Soon after we opened a photography space in Santa Fe, New Mexico, we heard through Dick Thibideau, a wonderful man who ran a motel/hostel and was our single source of archival mat board, that the photographer Walter Chappell was living in Northern New Mexico. Dick was willing to arrange a meeting for us with Walter at the motel in the beautiful village of Pilar, on the Rio Grande.
Having known the work of Walter Chappell, mostly through past issues of Aperture Magazine and by reputation, we were amazed to hear that somebody of his renown and stature within the photography world was living so close to Santa Fe and it seemed that this was not common knowledge. With excitement we made our trip up to Pilar to meet with Walter for an afternoon. Entering a darkened motel room, work laid out on the bed, we immediately felt Walter’s intensity, kindness, and deep spiritual nature.
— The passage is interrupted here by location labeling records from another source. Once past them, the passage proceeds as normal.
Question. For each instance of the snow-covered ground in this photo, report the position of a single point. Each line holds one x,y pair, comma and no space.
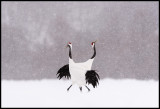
53,93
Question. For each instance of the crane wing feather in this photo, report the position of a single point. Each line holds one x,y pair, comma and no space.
92,77
64,72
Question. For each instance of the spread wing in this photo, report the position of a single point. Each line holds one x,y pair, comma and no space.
92,77
64,72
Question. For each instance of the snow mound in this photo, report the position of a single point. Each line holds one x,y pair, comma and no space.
53,93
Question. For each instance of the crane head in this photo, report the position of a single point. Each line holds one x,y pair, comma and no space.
69,45
93,43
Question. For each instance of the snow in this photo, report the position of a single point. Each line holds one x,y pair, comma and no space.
53,93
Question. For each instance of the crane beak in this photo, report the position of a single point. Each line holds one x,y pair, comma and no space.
66,46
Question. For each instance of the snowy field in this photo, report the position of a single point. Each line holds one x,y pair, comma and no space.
53,93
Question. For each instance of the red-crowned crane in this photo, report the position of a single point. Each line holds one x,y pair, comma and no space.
80,73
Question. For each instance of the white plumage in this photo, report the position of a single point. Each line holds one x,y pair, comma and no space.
80,73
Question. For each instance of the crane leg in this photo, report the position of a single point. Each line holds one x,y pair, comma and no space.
80,89
69,87
88,88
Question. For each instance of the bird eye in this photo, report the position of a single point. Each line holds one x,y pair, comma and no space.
92,43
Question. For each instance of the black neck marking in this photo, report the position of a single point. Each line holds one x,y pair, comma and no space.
70,54
94,48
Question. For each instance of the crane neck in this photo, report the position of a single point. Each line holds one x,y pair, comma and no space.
70,52
94,54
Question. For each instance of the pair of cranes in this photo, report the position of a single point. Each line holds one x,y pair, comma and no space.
79,73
Of course, this carried through to the photographs he showed us, the stories he told and the conversations that began that afternoon and spanned approximately the next 20 years.
From that day forward there was never a moment that we spent with Walter that wasn’t both challenging and in ways, enlightening at the same time. There are many stories written and told about Walter’s unique life style and chosen approaches to living. But beyond all the related narratives, it must be said that Walter stands out as one of the 20th century’s important photographers. From his innovative and ground breaking works dealing with the human form in the 50′s through the spiritually charged Metaflora images, Walter was always pushing the boundaries of photographic “seeing”.
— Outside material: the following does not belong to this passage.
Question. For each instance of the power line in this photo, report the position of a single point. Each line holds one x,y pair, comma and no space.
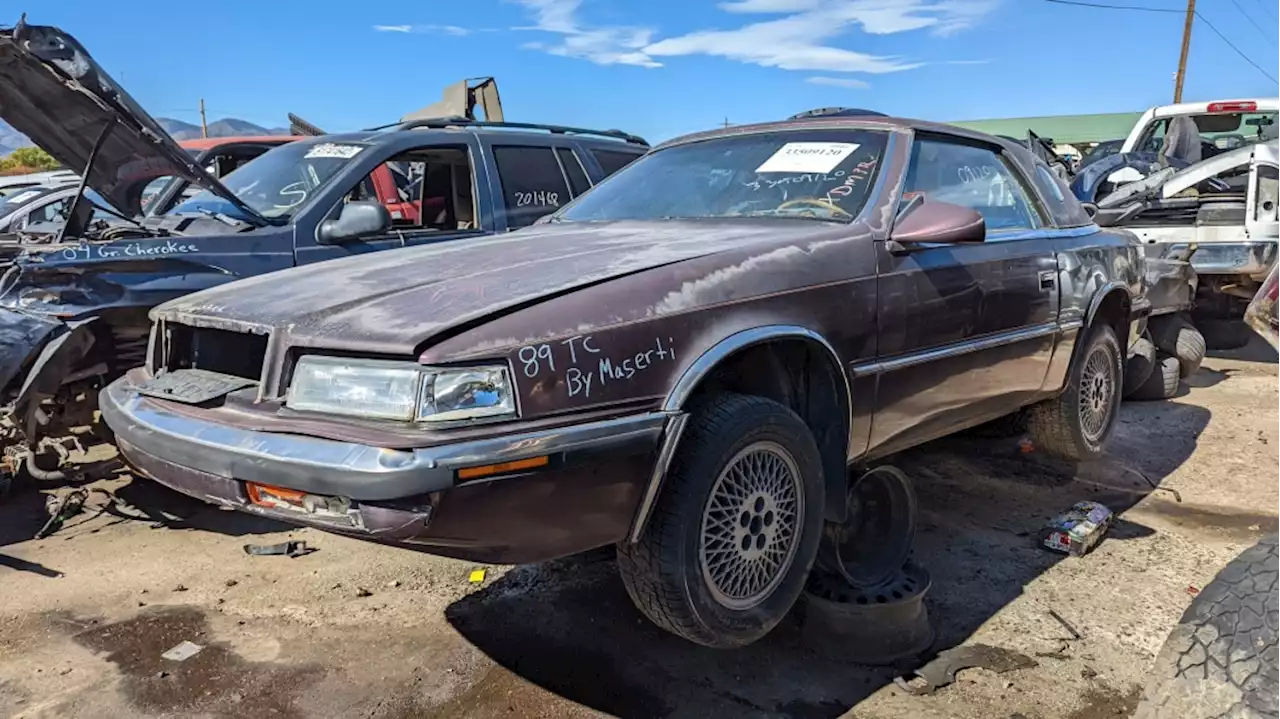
1248,17
1112,7
1198,15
One of our greatest experiences as gallerists was sequencing the photographs for an exhibition of Walter’s work. It is said that one of the definitions of great art is that it can both transcend time and subject matter. This was true for Walter’s work. We were amazed on that afternoon that photographs as varied as nudes, water studies, rock abstractions, and Metaflora’s hung seamlessly irrespective of dates or subjects. His vision, like his life, is both unique and transcendent. Although trying at times, we were pleased and honored to have counted Walter as friend and colleague.
From 1957-1958, he studied with Minor White in Rochester, New York, and introduced White to the teachings of Gurdjieff and Ouspensky. Together they published a series of articles in Aperture on reading the hidden meaning of things through photographs. Chappell was curator of exhibitions and prints at the George Eastman House from 1957-1961 and helped establish the Association of Heliographers, a cooperative photography gallery on Madison Avenue.
Walter Chappell lived in New Mexico at various times in his life: the 60′s, the 80′s and then back again in the 90′s where he lived in his wonderful home in El Rito, New Mexico until his death in 2000.